We developed a multi-emission fluorescence sensor based on hybridizing two different fluorescent centers, which provides a built-in correction to remove environmental effects. Eu³⁺ doped Gd₂O₃ nanoparticles were embedded in the silica hollow spheres while the fluorophore naphthalene derived molecules were covalently linked to the surface of silica to form multi-emission fluorescence sensors (Eu³⁺/Gd₂O₃@HSiO₂/NCO). With a detection limit of 3.8 nM, the nanosensor offers an effective platform for reliable Cr⁶⁺ detection. The obtained accuracy is considerably lower than the maximum level of Cr⁶⁺ in drinking water permitted by the U.S. Environmental Protection Agency (EPA). The prepared Eu³⁺/Gd₂O₃@HSiO₂/NCO inherited simultaneously the excellent luminescence performance of Eu³⁺/Gd₂O₃ and the fluorophore group and exhibited interesting structural and fluorescence stability in aqueous solution. A higher enhancement of fluorescence emission stemming from an intrinsic structure of Eu³⁺/Gd₂O₃ nanoparticles was observed by adding Cr⁶⁺ ions as opposed to naphthalene molecules. There was a good linear relationship between the sum of fluorescence intensity changes (ΔI₃₃₀ + ΔI₆₁₀) and the Cr⁶⁺ concentration in the range of 0.1–1.0 ppm.
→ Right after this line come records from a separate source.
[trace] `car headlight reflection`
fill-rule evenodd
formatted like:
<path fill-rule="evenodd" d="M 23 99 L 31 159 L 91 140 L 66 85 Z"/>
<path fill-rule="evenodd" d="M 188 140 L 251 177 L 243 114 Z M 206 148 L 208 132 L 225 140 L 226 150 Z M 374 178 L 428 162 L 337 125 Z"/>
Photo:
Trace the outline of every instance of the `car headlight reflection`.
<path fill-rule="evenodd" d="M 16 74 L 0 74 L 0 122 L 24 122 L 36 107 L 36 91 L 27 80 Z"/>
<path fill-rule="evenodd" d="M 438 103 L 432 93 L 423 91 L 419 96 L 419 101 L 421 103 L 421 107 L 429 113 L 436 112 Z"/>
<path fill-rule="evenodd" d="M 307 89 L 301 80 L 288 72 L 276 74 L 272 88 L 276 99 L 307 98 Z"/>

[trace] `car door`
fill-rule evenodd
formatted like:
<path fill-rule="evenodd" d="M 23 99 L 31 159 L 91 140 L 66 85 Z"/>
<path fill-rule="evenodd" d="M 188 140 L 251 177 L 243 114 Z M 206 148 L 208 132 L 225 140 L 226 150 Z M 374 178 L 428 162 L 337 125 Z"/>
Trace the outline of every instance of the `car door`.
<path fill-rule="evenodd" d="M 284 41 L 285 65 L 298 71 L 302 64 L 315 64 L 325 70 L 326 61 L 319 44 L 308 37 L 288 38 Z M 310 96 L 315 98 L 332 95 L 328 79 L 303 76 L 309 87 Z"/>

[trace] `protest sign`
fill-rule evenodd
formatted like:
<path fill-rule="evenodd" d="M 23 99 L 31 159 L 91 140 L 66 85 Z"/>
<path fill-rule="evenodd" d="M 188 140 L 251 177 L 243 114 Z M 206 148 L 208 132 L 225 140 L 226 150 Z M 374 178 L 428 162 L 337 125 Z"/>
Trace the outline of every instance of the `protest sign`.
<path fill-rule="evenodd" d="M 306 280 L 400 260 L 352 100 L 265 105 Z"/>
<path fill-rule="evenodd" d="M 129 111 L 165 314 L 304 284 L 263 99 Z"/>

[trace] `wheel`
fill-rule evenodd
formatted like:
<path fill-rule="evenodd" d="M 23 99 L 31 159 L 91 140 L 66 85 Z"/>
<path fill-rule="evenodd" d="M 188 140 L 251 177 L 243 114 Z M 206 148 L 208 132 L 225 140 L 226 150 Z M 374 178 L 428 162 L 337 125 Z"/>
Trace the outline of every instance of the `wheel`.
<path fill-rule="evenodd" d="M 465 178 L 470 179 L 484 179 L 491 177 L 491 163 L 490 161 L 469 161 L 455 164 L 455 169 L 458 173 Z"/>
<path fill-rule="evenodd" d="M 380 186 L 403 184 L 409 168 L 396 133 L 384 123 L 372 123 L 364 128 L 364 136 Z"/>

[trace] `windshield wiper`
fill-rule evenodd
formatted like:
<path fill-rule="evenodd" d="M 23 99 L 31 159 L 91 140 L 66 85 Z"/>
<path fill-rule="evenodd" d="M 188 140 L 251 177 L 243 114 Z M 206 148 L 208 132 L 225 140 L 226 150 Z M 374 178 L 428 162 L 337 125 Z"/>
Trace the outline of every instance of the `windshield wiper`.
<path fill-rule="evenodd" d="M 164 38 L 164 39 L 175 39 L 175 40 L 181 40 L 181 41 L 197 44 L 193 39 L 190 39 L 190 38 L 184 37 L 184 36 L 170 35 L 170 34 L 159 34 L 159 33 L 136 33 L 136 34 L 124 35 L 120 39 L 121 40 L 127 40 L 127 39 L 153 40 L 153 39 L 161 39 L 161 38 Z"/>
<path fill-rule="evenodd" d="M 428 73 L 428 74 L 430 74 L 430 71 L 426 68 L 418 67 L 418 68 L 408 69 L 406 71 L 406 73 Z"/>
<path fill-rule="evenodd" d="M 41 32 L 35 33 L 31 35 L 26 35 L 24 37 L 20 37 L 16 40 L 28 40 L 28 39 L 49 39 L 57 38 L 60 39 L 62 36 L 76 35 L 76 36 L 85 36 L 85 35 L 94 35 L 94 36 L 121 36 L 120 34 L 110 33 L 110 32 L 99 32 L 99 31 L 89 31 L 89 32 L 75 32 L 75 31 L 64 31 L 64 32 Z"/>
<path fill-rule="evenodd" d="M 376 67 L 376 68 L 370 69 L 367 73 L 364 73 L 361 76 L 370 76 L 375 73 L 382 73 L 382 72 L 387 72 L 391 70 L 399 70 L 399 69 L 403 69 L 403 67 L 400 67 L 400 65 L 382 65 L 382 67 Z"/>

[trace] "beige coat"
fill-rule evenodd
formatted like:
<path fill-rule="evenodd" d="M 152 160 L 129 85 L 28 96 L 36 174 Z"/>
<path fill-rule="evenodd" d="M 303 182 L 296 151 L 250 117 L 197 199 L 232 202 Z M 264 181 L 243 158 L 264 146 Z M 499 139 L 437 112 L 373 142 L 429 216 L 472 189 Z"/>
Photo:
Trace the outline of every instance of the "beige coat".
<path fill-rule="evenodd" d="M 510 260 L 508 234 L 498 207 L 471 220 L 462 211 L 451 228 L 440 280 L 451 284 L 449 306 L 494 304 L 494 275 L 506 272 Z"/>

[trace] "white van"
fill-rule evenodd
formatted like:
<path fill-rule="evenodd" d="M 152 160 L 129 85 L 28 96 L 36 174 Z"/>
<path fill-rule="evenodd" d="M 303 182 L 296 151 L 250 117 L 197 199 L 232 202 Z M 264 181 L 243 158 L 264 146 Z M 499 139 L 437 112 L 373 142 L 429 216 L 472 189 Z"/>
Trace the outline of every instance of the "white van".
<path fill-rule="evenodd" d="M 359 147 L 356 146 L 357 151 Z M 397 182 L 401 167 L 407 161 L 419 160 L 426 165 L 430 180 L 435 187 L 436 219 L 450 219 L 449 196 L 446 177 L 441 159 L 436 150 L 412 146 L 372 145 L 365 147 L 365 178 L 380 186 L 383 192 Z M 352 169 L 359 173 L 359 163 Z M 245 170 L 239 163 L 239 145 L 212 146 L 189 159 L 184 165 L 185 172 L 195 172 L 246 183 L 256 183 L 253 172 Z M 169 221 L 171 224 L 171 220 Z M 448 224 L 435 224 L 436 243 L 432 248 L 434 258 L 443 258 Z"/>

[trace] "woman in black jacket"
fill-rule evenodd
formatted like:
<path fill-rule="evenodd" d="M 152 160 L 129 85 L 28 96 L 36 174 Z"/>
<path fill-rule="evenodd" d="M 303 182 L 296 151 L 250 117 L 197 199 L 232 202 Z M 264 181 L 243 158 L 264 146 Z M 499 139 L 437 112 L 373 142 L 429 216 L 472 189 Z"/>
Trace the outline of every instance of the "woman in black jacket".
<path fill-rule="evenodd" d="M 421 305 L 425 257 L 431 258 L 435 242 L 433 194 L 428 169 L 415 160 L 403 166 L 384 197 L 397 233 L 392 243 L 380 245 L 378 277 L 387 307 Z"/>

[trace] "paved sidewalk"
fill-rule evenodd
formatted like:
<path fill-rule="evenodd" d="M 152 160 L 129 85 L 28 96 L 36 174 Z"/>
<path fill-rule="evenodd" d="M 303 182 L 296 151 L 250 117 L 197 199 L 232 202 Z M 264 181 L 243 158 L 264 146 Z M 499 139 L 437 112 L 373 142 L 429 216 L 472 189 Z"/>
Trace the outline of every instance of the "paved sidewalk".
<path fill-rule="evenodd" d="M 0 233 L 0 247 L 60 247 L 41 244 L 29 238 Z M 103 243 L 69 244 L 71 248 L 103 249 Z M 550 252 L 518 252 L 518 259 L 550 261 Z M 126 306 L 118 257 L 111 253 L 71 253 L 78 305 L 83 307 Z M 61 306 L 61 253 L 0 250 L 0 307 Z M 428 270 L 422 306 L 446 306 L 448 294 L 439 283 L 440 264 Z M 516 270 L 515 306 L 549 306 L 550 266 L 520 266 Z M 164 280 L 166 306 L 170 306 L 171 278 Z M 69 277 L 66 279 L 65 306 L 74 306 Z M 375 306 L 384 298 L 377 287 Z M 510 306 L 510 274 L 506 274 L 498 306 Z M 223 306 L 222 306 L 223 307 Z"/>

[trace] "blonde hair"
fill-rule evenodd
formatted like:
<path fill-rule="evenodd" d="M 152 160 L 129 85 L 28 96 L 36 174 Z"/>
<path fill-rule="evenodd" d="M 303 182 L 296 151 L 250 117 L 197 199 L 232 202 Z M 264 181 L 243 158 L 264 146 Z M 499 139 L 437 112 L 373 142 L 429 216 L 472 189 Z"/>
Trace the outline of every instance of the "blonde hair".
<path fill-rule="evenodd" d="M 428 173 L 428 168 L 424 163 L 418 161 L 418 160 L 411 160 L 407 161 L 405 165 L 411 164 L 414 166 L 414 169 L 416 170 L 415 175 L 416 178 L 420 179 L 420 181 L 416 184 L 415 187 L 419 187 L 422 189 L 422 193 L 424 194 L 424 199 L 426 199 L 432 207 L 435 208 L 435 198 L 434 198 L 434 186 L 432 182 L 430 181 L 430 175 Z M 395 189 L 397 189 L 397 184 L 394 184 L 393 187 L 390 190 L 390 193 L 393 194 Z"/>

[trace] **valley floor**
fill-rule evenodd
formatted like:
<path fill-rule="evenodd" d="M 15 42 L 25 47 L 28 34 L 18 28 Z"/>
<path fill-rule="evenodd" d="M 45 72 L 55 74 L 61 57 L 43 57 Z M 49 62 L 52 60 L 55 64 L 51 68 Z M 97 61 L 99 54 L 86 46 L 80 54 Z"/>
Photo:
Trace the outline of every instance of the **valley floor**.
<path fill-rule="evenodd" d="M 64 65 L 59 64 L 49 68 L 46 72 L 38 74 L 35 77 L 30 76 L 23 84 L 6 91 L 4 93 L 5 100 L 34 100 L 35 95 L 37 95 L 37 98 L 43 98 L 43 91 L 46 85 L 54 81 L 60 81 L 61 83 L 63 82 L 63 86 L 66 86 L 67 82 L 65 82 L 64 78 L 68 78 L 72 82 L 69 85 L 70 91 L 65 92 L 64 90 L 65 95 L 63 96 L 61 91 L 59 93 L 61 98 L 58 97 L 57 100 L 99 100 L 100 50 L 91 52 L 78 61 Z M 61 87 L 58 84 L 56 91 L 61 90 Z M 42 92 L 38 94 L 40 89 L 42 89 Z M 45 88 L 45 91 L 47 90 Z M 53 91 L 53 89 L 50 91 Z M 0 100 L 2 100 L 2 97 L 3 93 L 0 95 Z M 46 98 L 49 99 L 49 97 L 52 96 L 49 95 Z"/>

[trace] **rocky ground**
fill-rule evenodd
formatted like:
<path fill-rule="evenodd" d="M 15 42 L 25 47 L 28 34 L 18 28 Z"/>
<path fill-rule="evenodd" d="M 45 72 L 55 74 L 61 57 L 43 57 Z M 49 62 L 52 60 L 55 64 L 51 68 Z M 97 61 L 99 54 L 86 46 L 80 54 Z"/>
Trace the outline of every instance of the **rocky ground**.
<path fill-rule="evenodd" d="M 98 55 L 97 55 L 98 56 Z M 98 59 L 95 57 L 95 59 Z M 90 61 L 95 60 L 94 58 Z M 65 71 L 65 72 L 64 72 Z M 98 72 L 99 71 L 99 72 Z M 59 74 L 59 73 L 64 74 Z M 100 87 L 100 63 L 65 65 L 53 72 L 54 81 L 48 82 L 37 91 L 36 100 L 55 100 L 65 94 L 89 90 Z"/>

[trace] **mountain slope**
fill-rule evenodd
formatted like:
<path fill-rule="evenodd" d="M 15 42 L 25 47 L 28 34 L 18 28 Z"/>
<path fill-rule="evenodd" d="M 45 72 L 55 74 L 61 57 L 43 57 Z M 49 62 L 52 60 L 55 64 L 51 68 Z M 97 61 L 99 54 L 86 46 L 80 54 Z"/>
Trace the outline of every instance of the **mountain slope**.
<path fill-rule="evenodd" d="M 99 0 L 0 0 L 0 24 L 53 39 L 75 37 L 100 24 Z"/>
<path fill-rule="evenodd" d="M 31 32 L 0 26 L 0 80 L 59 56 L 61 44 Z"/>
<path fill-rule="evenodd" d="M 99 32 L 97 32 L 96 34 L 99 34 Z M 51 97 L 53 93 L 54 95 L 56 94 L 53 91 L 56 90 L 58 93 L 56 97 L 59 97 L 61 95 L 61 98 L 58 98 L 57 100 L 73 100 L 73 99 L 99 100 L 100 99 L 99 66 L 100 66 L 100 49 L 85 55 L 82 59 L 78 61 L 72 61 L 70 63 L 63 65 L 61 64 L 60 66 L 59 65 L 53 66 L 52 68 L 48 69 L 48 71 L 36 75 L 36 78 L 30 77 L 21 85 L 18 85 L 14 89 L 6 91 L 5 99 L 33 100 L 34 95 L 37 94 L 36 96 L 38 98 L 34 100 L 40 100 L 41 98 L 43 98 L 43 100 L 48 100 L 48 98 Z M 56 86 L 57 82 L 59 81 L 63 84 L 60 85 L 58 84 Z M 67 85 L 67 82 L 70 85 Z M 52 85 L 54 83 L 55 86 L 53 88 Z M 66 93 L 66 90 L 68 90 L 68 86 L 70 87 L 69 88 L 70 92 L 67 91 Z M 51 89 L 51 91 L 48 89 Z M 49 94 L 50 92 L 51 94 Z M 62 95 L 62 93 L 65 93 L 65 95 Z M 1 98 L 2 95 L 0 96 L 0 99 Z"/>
The nanosensor fabricated by this method showed good reversibility, enabling the rapid detection of Cr⁶⁺ in real water samples. As a result of this groundbreaking study, we are able to develop an idea for building a multifunctional fluorescent probe, with potential applications in biotechnology, food analysis, and environmental analysis.